Software & Electrical Engineer


Building the site

Published Mar 31, 2019

Well, I finally got around to redesigning my website, for about the fifth time. Hopefully this time it sticks. I’m by no means a UI or UX designer but I can definitely tell the difference between good and bad design. So when @github released their personal-website repo I quickly forked it to use their beautiful template as a starting place for my next website redesign.

After forking, cloning and setting up the site on my local machine, I immediately noticed a few issues. The site wasn’t that forgiving towards someone with a long name, unfortunately for me. So I made a few modifications to the CSS, both vertically and horizontally center the information on the sidebar. I also found the base site lacked any convenient way to visit other pages, so I added a navbar using the bundled Primer CSS library.

Following the CSS, changes the second issue I ran into was the choppy transitions between pages. The page would do a hard reload when transitioning between pages, something I found uncomfortable to watch. For example, between the home and blog pages, the sidebar remains the same but is reloaded entirely. To solve this, I added the Barba.js library, preemptively loading the next page content without reloading the page. After configuring each page on the site with a ‘wrapper’ and ‘container’ class, the library worked flawlessly, fading content between page transitions.

Example of Barba.js fading in content without reloading the page.
Example of Barba.js fading in content without reloading the page.

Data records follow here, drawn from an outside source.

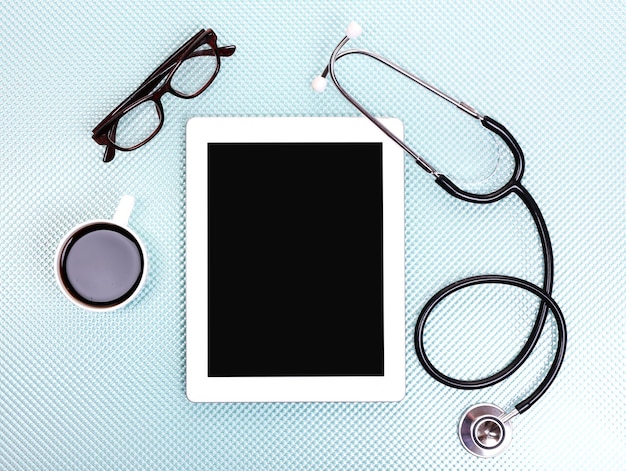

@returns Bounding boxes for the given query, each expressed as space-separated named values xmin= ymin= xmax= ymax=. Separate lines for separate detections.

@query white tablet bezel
xmin=186 ymin=117 xmax=405 ymax=402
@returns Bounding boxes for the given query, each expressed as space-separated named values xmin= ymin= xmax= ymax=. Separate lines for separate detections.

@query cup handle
xmin=113 ymin=195 xmax=135 ymax=226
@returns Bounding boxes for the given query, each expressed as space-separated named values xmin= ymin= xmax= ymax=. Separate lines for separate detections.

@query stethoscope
xmin=312 ymin=22 xmax=567 ymax=457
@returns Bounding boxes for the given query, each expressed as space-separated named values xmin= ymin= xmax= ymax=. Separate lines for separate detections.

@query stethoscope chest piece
xmin=459 ymin=404 xmax=513 ymax=458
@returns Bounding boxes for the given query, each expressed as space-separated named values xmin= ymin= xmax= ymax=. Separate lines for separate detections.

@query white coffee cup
xmin=54 ymin=195 xmax=148 ymax=311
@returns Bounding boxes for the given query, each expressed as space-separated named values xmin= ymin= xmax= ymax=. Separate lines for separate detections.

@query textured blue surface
xmin=0 ymin=0 xmax=626 ymax=470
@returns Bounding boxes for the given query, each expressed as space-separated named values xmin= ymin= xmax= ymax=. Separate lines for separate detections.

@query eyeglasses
xmin=92 ymin=29 xmax=235 ymax=162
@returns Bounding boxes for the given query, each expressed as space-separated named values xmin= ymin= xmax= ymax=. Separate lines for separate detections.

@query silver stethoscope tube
xmin=312 ymin=22 xmax=567 ymax=457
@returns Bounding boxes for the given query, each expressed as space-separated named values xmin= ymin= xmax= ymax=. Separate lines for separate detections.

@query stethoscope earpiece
xmin=459 ymin=404 xmax=518 ymax=458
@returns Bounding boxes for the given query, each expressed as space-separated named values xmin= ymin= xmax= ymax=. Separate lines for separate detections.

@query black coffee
xmin=60 ymin=223 xmax=144 ymax=307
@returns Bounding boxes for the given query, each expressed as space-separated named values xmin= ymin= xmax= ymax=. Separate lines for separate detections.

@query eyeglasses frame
xmin=92 ymin=29 xmax=236 ymax=162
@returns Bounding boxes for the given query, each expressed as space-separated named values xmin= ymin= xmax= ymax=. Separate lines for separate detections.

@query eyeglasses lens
xmin=170 ymin=45 xmax=217 ymax=97
xmin=115 ymin=100 xmax=160 ymax=149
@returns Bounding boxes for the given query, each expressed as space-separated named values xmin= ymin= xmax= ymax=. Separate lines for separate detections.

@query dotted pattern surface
xmin=0 ymin=0 xmax=626 ymax=470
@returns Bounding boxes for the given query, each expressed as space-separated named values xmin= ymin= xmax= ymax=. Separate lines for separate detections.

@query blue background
xmin=0 ymin=0 xmax=626 ymax=470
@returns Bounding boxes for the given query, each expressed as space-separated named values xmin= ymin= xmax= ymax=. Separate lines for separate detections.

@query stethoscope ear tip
xmin=459 ymin=404 xmax=513 ymax=458
xmin=311 ymin=75 xmax=328 ymax=93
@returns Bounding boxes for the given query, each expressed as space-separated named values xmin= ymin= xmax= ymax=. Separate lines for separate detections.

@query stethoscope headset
xmin=312 ymin=22 xmax=567 ymax=457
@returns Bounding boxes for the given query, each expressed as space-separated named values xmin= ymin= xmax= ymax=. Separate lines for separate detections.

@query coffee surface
xmin=61 ymin=224 xmax=143 ymax=305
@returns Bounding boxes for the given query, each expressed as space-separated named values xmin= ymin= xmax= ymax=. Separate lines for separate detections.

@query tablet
xmin=186 ymin=117 xmax=405 ymax=402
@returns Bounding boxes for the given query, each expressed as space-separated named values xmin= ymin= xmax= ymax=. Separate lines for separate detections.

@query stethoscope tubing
xmin=322 ymin=36 xmax=567 ymax=414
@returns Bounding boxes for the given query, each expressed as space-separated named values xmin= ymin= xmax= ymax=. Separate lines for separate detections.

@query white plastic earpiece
xmin=346 ymin=21 xmax=363 ymax=39
xmin=311 ymin=75 xmax=328 ymax=93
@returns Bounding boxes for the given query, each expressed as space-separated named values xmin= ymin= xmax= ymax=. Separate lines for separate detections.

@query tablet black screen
xmin=208 ymin=142 xmax=384 ymax=377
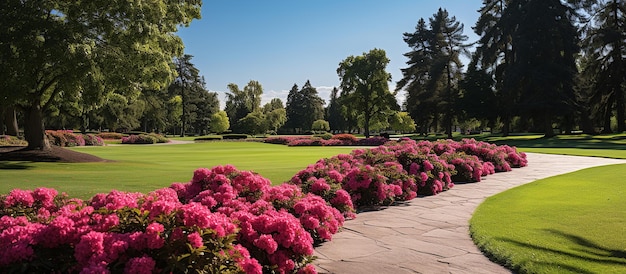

Overall I was happy with the site so I decided to push it, replacing my current site with the brand new version I had just created. The production build went smoothly with the exception of a few absolute paths that needed to be corrected. But after everything was done I noticed the process of the manually pushing to the site would eventually become tiresome, especially considering my plans to maintain a relatively active blog. So I looked for a solution.

After looking through a few different solutions, I settled upon using Github’s Webhooks. After setting it up, I created my personal-website-hook project to automatic pull, build and deploy the latest version of my website. When I push code to the site’s master branch, usually done when merging the latest develop branch onto the master for a release, Github sends a request to my hook. This message tells the hook to update the site, resulting in the hook running the script which handles the majority of the work.

The bash script isn’t anything special, but it gets the job done. To keep my logs nice and pretty, I suppress the output from the commands, replacing it with my own colourful and visually appealing logs.

function log() {
  output "$COLOR_GREEN$1$COLOR_NC"

function error() {
  output "$COLOR_RED$1$COLOR_NC"
  output $COLOR_RED"Site update failed."$COLOR_NC
  log "============================================================"
  exit 1

# Step 1: Pull from Github
git pull origin &> /dev/null && log "Pull successful [1/5]" || error "Pull failed."

# Step 2: Install / Update dependencies
bundle install &> /dev/null && log "Bundle install successful [2/5]" || error "Bundle install failed."

# Step 3: Build jekyll site for production
bundle exec jekyll build &> /dev/null && log "Jekyll build successful [3/5]" || error "Jekyll build failed."

# Step 4: Verify working HTML with HTMLProofer
bundle exec htmlproofer ./_site --disable-external &> /dev/null && log "HTMLProofer successful [4/5]" || error "HTMLProofer failed."

# Step 5: Copy build directory to deployment
rsync -crz "$PROJECT_ROOT/$PROJECT_BUILD_DIR/" "$DEPLOYMENT_ROOT" &> /dev/null && log "Copy with rsync to deploy folder successful [5/5]" || error "Copy with rsync to deploy folder failed."
Better commented and simplified version of

With my site now smoothly transitioning between pages and now auto updating, I pushed a new release, frantically refreshing the live version of the site. To my delight, the hook worked exactly as expected and the site refreshed with the updated content.

I still have a few things I wanna change about the site, but that’s currently on the back burner. First on the to-do list is dark mode (so I don’t burn people’s eyes out), but unfortunately, school comes first. Exam season is right around the corner, so that will be my top priority for the time being.